Oh, il se délecta de son air choqué et de la façon dont elle rougit, très légèrement, mais il l'avait vu, tout comme son nez qui s'était plissé. Il y était ! La victoire était sienne ! Il avait réussi à clouer le bec à la gamine impolie ! Il n'était pas si vieux finalement ! Il la fixait droit dans les yeux, fier.

- Ah, fit la gamine, sans émotion.

Le bruit caractéristique de l'ascenseur se fit encore entendre, suivit du son d'une respiration sifflante, essoufflée.

- Ackerman ! gueula la voit d'Auruo dans le couloir.

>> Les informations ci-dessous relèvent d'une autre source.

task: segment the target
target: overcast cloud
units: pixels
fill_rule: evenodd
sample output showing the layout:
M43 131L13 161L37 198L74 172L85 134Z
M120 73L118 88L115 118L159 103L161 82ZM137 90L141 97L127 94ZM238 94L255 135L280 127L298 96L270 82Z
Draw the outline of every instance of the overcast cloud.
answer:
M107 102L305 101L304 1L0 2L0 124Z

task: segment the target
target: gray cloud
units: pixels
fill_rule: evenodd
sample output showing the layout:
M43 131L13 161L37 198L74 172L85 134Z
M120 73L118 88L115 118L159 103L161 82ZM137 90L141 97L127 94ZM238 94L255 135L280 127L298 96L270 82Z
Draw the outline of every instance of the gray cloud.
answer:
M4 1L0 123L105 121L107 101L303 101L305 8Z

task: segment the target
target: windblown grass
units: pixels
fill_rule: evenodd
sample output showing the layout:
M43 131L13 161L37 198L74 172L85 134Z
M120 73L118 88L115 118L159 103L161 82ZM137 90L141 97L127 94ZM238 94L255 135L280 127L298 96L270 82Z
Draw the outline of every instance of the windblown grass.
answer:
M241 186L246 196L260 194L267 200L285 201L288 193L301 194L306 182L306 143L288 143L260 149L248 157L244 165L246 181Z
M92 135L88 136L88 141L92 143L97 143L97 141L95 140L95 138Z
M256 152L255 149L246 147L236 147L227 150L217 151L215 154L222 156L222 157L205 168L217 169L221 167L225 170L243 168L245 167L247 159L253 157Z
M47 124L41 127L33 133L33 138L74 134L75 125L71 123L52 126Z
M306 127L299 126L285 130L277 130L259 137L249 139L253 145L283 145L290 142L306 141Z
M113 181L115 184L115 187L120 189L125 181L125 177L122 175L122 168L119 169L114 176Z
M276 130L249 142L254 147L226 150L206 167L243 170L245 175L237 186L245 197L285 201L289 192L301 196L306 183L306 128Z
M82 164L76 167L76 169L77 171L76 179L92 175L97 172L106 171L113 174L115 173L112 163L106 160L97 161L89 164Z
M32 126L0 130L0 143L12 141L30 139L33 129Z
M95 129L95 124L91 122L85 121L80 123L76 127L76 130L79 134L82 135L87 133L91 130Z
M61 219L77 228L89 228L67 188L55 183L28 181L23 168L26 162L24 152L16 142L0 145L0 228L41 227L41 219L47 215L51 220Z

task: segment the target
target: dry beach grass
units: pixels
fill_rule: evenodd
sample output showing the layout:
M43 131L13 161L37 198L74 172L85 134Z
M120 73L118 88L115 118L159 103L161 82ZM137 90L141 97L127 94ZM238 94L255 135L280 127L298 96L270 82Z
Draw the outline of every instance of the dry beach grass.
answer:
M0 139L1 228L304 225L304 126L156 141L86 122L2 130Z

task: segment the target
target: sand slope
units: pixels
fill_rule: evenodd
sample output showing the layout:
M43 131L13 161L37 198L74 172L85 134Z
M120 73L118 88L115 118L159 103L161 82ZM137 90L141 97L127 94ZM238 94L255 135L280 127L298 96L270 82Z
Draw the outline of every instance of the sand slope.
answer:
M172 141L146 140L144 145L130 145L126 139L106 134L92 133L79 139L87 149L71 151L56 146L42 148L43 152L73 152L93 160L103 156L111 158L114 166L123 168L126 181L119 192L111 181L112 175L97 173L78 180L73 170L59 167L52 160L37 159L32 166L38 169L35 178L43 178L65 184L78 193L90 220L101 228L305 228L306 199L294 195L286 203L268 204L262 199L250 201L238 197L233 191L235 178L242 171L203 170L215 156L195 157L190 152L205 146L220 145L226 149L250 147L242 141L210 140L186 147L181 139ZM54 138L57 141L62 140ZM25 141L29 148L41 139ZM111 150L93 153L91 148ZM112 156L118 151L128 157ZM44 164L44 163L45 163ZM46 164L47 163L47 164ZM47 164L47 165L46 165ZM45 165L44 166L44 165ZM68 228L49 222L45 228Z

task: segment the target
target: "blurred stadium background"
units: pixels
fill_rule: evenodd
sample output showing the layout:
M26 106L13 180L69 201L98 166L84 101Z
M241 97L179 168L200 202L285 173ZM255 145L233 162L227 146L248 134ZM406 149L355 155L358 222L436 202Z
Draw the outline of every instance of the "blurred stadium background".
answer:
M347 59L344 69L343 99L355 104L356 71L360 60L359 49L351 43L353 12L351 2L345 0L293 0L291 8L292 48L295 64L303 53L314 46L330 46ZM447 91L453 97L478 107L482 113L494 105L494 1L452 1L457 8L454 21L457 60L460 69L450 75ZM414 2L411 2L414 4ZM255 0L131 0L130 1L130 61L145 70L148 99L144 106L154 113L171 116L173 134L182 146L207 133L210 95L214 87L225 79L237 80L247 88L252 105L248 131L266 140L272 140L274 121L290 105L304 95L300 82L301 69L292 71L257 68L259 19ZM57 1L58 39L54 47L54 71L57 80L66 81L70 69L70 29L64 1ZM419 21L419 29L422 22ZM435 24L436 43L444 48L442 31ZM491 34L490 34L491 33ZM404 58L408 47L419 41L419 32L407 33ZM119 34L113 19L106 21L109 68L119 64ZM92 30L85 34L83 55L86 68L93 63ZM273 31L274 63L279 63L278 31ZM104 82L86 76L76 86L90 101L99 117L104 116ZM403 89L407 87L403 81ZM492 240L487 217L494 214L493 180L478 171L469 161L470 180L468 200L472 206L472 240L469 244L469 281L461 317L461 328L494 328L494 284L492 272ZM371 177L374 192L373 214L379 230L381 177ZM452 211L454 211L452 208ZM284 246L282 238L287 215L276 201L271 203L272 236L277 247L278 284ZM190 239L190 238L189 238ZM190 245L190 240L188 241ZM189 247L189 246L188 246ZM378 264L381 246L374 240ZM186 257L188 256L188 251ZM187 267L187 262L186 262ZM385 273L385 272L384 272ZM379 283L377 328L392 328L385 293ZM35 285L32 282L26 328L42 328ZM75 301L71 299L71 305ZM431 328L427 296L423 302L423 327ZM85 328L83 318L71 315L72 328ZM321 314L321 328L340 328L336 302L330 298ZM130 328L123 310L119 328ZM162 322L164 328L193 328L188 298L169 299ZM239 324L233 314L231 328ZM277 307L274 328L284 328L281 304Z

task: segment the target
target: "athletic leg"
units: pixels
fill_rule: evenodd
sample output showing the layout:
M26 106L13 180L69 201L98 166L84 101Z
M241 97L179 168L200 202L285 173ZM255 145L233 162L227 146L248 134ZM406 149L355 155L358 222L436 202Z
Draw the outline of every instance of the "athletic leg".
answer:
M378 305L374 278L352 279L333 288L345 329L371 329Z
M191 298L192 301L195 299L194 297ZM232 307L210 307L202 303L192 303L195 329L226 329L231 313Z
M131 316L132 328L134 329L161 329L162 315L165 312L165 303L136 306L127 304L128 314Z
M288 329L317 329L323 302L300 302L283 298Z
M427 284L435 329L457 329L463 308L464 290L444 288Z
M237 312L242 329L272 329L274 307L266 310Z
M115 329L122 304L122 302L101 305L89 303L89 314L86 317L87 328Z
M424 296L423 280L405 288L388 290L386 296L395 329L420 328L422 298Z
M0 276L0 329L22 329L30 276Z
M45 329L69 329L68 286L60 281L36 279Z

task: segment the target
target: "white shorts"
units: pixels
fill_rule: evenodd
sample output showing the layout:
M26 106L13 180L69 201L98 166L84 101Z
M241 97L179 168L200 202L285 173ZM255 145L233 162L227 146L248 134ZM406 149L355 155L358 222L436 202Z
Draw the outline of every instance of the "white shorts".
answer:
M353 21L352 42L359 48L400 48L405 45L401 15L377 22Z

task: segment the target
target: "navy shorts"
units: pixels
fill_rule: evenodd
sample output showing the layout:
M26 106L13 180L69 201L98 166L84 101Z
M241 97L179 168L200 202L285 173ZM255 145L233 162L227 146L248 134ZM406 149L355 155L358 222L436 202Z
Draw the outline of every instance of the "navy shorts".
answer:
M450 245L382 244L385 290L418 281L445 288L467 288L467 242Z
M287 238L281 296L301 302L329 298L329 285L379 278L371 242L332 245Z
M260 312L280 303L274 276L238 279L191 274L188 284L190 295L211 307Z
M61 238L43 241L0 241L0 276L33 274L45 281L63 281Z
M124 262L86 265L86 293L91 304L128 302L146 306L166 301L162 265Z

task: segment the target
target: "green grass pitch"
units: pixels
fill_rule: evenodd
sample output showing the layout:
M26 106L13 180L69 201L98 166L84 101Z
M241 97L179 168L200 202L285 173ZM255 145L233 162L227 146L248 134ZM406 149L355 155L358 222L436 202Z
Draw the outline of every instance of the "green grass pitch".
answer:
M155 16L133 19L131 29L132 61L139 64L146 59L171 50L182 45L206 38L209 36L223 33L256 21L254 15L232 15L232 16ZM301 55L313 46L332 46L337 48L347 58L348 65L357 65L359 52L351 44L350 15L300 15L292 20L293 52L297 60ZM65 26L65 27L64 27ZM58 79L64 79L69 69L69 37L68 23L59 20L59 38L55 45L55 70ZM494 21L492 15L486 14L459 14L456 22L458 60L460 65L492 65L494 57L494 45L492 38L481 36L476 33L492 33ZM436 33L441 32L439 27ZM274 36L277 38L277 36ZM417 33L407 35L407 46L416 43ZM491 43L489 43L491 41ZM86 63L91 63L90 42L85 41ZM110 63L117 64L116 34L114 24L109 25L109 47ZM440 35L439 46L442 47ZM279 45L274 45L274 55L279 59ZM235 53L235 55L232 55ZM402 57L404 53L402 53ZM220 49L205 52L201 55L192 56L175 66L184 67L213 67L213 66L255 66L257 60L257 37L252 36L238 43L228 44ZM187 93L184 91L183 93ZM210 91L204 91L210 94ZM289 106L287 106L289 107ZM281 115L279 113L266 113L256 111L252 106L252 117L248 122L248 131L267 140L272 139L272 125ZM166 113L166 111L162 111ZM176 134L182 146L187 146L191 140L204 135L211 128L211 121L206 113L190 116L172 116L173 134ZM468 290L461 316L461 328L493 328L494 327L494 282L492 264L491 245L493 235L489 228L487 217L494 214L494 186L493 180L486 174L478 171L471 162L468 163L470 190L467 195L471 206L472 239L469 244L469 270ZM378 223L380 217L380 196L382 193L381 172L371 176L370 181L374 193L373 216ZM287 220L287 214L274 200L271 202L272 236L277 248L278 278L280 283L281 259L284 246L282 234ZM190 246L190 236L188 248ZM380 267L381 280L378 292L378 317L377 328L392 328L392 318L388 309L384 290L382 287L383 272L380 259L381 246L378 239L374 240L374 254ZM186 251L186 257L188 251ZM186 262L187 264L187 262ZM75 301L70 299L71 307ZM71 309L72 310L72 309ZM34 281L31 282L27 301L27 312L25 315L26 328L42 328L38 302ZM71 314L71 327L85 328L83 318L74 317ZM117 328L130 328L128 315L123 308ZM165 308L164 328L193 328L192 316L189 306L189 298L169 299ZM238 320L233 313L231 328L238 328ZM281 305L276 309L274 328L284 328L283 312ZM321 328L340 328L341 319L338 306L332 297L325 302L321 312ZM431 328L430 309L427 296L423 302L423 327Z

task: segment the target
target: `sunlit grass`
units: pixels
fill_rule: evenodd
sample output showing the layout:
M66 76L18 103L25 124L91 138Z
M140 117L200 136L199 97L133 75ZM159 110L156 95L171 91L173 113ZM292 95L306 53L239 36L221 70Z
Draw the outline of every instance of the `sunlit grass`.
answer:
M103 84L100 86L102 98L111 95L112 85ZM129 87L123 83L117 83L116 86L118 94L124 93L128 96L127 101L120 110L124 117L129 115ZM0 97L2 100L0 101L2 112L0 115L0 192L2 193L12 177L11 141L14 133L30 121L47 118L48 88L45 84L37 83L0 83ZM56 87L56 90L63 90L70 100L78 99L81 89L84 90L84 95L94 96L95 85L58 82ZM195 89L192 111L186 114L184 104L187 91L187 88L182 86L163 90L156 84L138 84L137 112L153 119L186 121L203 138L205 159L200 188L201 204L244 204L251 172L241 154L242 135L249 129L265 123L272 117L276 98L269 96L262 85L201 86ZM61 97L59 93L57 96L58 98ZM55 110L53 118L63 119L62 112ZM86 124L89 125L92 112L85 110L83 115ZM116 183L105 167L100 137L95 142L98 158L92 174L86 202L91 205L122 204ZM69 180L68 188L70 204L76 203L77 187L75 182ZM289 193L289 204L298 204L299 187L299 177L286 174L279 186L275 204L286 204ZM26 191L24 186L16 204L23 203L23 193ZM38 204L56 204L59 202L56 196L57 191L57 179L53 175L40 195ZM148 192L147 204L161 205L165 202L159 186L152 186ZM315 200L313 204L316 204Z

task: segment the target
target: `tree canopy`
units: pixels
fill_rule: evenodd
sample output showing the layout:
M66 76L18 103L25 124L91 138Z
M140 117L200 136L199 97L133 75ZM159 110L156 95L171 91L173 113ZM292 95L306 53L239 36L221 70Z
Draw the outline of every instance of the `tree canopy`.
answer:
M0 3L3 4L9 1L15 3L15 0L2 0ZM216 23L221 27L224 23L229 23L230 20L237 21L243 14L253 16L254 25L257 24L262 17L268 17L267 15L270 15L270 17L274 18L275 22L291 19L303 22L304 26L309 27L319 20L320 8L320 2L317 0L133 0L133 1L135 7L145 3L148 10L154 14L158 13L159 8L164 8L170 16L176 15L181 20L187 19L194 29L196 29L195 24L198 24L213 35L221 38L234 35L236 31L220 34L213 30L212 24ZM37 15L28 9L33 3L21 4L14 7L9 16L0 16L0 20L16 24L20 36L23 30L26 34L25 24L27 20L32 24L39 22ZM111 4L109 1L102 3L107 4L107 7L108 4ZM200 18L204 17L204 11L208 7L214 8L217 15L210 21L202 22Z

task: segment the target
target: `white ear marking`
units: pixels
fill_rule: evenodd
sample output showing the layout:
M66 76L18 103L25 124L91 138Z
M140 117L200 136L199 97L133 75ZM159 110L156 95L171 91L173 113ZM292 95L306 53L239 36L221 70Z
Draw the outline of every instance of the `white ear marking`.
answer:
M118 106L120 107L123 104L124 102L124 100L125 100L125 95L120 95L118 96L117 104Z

Il se retourna vers le lieutenant en même temps que la brune. Ce crétin pouvait donc trouver le moyen de perdre son souffle dans un ascenseur ?

- Quoi ?

Les deux voix s'étaient élevées en même temps. Son regard retomba immédiatement sur la gamine, confus. Au moins, elle l'était aussi. Elle se reprit plus vite alors qu'il continuait à la dévisager attentivement.

- Intéressant, commenta-t-elle simplement.

Oui, il était d'accord. Intéressant. La journée promettait de n'être que plus agaçante. Et ils entrèrent, le crétin derrière eux.